Hope is the thing with feathers that perches in the soul
And sings the tune without the words, and never stops at all
And sweetest is the gale is heard; and sore must be the storm
That could abash the little bird
That kept so many warm...
~Emily Dickinson

Friday, February 12, 2010

The D word...

Let's start out by saying I am SO NOT a relationship expert:)
But I do want to touch base on my divorce, as I know a lot of families go through divorce who have children with Autism. This is just my story and experience with it.

Kannon's father and I divorced last year...
Before that we were separated for a year and a half.
I moved out of our home and about an hour away, took both the kids, and that was that.

I never thought immediately about how this decision would affect my kids.
They were both pretty young when we separated...Kannon was about 4 and Kalena 1year and a half, just a baby really.
At the time all I knew was I had to "save" myself.
I had to be happy, because this current situation was not that.

I know people thought I had lost my mind completely when I separated from Kannon's father.

It wasn't like I didn't have enough going on already.

Bottom line: the environment your child grows up in means everything to their happiness and YOUR success.

Having an autistic child adds so much more stress to everything...
You are constantly moving, constantly worrying, and constantly having to watch them.
So, when your spouse is not on the same page as you are...it just is not going to work.

Let me get this out there first:
I am not bashing Kannon's dad. He is a good dad to Kannon. He loves him. He provides for him. He is a good person.

Then let me say this:
That is not all that is required when you are a parent of an autistic child.

I am not saying anyone was right or wrong....or that one person was a better parent than the other.
I just know what worked and what did not work for my situation.

I went into a serious depression after my father died...for months I was completely worthless.
I had no energy, ambition, and sadly I just went through the motions as a mother to my kids.
I should have been proactive in looking for services for Kannon...
I should have laughed with my kids when they were laughing.
I should have done whatever it took to get my sanity back, so I could be a better mom.
Depression does some scary things to ones mind and presence. I was literally absent for over a year. I decided to call that person a different name, since no one including myself recognized who she was....
I should have done a lot of things different...but I didn't.

But I learned to change.
I slowly pulled out of the dark. I slowly started to gain my clarity back.
I started accepting life. I let down all my walls and let myself be vulnerable.
I will also credit my small group of closest friends for their tough love and support...without them I wouldn't have pulled my head out as soon as I did.

I'm not talking perfection here either.
I am NOT perfect.
Never will be, don't want to be.

I have learned through trial and many many errors that Autism takes a whole new bag of parenting tricks. It has also showed me every day just how not perfect I am.

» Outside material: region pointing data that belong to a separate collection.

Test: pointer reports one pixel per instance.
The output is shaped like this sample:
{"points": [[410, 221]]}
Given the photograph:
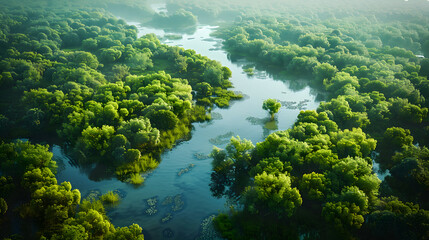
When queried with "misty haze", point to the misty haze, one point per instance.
{"points": [[228, 119]]}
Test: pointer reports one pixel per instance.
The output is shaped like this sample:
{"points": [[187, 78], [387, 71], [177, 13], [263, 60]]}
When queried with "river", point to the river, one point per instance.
{"points": [[175, 198]]}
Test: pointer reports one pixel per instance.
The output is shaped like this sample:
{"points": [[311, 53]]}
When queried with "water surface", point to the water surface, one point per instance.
{"points": [[182, 179]]}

This is where you need to change and adapt....ACCEPT what has been given to you and move forward.
Laugh things off when you want to cry.
Make different choices in how you react to situations....but god is it difficult.
Communicate with everyone in your life what you need and don't need from them.
Cut the crap, because you have to.
Being overwhelmed 100% of the time is an understatement.

You have to be on the same page with your partner. You have to remember why you are doing all of this to begin with. Somewhere along the way that was lost, and that is a big reason the divorce happened.
You have to open parts of your heart and mind that you may not want to...
That is where problems start. At least that is where they started for me.

I have forgiven myself for not being the best mother during my dark times.
I was also not a perfect wife. Who is? I forgave myself for that too.
We do the best we can with what we have internally...that is why we must evolve within so we have more to work with...

I do know that it takes a team effort to raise kids, especially ones with Autism.

And I do know that at the end of most days I found it easier to do this journey with Kannon without his father as my partner. After all, it takes a partner to be one...

You can't change people, they way they react to things...how they view life...
You can only change your path, so that is what I choose to do.
I know that the decision I made was the best one for ME.
I can only hope that Kannon will be "o.k" with how things panned out.
I always hear how divorce messed up a lot of kids, and they carried the anger and hurt into their adult lives...so I am a bit anxious about that.

I have no idea what the right answer is in this situation.
I do know that even when I had 2 crazy kids running around screaming, making messes all over the house, pooping on the floor, dumping juice all over their beds, cascading baby powder all over my room and the floor, putting clothing in the toilet, using toothpaste as some form of a hair gel.... you get the point :)
I didn't want my partner to step in, give me a few minutes...give me a break from my own kids.
I wanted a friend, someone who was my equal in all of this. Someone with compassion, understanding of the situation and someone to talk with.
This is what will save you... Vulnerability, Understanding, Compassion, Communication.
Not a referee or a "babysitter".

Relationships are a choice we make, so are children. They didn't ask to be here, we bring them into this world.
As adults we are forced to make so many decisions every single day.
This was just one I made in hopes of a better future for myself and my kids.
I can only live each day knowing it was the right one for ME, because at the end of the day that is all I really have.